Apr 23, 2024
5:00pm - 7:00pm
Flex Hall C, Level 2, Summit
Do-Hyun Kang1,Nguyen Minh1,Ga-Eun Han1,Jae Sung Yoon1,Kwanoh Kim1,Yeong-Eun Yoo1
Korea Institute of Machinery and Materials1
Do-Hyun Kang1,Nguyen Minh1,Ga-Eun Han1,Jae Sung Yoon1,Kwanoh Kim1,Yeong-Eun Yoo1
Korea Institute of Machinery and Materials1
Plasmonic nanostructures presenting localized surface plasmon response (LSPR) have attracted great attention in diverse sensory applications. Susceptible change of LSPR peak wavelength to the environmental stimulus, such as molecular binding, has been exploited to detect rare biomolecules at extremely low concentrations. In addition to such biomolecule sensing, the LSPR peak change to the distance variation between individual plasmonic nanostructures has been used to equipment-free colorimetric sensing of mechanical strain. Various nanolithography techniques have been employed to craft plasmonic metal nanostructures to realize the above-mentioned sensor applications; however, there is still a need for a low-cost, simple, fast, and scalable fabrication method to achieve reliable and reproducible LSPR sensors. Herein, we introduce a laser scribing-based technique for rapid formation and patterning of plasmonic gold nanostructures.

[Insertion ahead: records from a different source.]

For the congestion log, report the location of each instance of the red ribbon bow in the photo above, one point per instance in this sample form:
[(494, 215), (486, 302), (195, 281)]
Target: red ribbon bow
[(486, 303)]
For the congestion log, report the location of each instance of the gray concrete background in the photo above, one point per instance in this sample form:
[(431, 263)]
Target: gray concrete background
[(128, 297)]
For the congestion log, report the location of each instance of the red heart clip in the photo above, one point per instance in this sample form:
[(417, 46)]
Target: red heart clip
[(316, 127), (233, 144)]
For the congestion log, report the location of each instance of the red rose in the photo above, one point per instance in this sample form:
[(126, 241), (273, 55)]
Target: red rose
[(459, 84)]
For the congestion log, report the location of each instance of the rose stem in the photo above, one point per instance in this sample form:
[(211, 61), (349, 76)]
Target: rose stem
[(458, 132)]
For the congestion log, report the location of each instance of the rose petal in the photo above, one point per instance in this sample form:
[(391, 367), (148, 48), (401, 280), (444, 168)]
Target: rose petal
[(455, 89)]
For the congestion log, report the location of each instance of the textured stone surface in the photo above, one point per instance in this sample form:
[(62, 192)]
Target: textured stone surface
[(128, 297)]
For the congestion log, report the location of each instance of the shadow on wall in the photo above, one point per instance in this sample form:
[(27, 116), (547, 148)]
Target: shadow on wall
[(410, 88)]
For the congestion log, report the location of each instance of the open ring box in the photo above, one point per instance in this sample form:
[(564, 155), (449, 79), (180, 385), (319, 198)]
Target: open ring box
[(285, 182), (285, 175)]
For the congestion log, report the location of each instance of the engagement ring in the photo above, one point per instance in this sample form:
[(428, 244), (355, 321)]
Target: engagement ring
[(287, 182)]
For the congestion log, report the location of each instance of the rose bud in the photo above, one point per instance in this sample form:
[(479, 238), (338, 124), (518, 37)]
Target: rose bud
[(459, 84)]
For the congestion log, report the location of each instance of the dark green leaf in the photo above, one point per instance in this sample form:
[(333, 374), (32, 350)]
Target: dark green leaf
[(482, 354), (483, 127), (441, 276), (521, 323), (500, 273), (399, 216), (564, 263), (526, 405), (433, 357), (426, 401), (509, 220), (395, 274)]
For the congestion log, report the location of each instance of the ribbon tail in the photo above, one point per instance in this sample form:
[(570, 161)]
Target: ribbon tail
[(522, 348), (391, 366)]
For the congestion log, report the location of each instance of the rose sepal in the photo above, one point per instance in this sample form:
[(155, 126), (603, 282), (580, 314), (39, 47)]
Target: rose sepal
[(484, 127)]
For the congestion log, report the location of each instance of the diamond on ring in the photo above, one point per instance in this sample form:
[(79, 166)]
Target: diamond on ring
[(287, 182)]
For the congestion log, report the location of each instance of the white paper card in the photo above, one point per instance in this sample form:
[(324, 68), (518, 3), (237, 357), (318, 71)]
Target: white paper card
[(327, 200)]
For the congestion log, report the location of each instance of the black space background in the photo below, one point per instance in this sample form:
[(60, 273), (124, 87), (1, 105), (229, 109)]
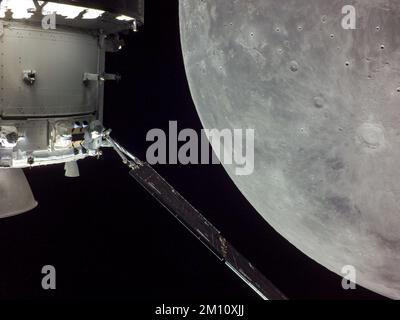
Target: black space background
[(108, 239)]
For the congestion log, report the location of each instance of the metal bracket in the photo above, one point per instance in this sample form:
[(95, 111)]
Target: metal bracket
[(100, 77), (29, 76)]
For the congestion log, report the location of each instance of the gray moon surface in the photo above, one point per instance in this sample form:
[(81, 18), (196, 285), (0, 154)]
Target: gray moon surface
[(325, 105)]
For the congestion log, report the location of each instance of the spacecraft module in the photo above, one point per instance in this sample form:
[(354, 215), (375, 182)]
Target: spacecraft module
[(52, 75)]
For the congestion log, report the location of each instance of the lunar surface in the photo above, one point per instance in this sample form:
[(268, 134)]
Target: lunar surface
[(325, 105)]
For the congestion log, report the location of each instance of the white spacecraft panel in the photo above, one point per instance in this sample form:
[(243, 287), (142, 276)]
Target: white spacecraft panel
[(59, 60)]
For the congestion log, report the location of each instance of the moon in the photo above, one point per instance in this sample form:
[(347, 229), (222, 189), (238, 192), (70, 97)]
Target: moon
[(324, 101)]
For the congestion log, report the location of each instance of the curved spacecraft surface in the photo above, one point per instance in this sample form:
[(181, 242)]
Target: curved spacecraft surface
[(52, 74), (324, 102)]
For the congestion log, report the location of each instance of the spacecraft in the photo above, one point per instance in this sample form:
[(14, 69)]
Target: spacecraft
[(52, 74)]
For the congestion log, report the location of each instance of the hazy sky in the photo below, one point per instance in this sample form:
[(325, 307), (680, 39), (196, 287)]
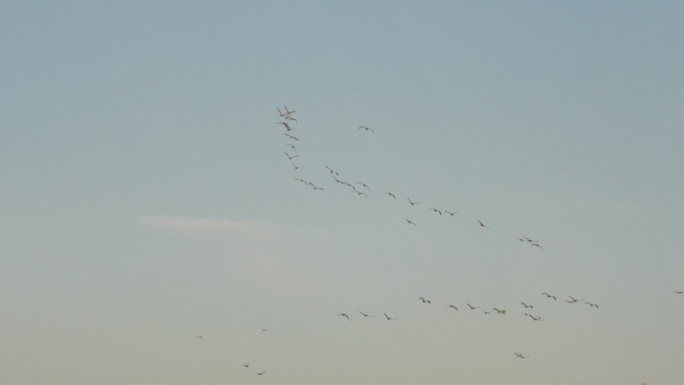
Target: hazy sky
[(146, 198)]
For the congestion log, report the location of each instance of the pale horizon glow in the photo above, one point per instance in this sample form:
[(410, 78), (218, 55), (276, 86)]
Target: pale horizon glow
[(149, 196)]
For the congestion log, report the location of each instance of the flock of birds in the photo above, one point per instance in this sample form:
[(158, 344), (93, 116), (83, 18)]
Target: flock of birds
[(288, 121), (358, 188)]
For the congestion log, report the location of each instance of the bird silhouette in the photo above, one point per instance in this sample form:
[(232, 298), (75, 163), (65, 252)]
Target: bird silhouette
[(389, 318), (410, 222), (290, 136), (287, 126), (295, 166)]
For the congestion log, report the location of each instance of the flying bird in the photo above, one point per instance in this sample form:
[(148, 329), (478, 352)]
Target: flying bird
[(287, 126), (295, 166), (572, 300), (410, 222)]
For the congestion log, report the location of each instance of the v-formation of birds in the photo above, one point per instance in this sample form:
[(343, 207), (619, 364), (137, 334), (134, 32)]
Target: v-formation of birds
[(359, 188), (362, 189)]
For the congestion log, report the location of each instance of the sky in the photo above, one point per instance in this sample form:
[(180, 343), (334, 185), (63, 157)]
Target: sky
[(153, 231)]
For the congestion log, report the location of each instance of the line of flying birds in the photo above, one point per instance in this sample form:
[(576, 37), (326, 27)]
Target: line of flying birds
[(360, 189)]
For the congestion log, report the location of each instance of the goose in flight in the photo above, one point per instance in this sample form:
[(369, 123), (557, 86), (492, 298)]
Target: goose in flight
[(290, 156), (287, 126), (389, 318), (572, 300), (290, 136), (295, 166), (409, 222)]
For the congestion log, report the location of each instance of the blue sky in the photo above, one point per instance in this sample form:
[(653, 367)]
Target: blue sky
[(147, 199)]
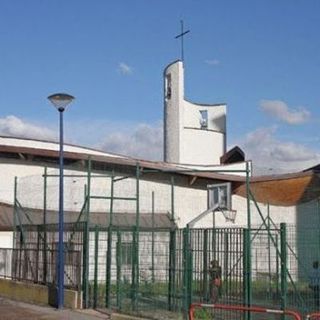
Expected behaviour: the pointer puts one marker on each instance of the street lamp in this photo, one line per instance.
(60, 101)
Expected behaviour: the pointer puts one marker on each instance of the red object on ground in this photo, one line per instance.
(291, 313)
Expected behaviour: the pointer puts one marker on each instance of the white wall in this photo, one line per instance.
(184, 139)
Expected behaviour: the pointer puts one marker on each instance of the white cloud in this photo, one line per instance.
(125, 69)
(281, 111)
(266, 151)
(16, 127)
(142, 141)
(212, 62)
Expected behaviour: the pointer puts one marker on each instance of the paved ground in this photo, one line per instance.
(13, 310)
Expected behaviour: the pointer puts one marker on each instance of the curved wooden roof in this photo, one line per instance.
(285, 191)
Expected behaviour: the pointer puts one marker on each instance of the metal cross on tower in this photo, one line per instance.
(181, 35)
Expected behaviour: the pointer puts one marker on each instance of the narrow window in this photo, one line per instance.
(204, 119)
(168, 86)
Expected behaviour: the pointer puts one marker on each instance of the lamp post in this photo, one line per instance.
(60, 101)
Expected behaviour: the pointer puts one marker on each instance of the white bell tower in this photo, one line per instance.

In our process, a high-power laser beam melts a thin gold film on glass or quartz substrates, and subsequent dewetting of the melted gold results in nano-island structures consisting of surface-bound gold nanoparticles with an average diameter of 42 nm. We have been successfully applied the plasmonic structures to the highly-sensitive and selective immunoassay of the SARS-CoV-2 nucleocapsid protein, enabling the diagnosis of recently prevalent infectious disease, COVID-19. On the other hand, we have also developed a technique to transfer the gold nanostructures from the hard quartz substrate to the soft and flexible elastomer tape, aiming to create convenient colorimetric strain sensors capable of detecting mechanical motions of human bodies or mechanical behaviors of building structures.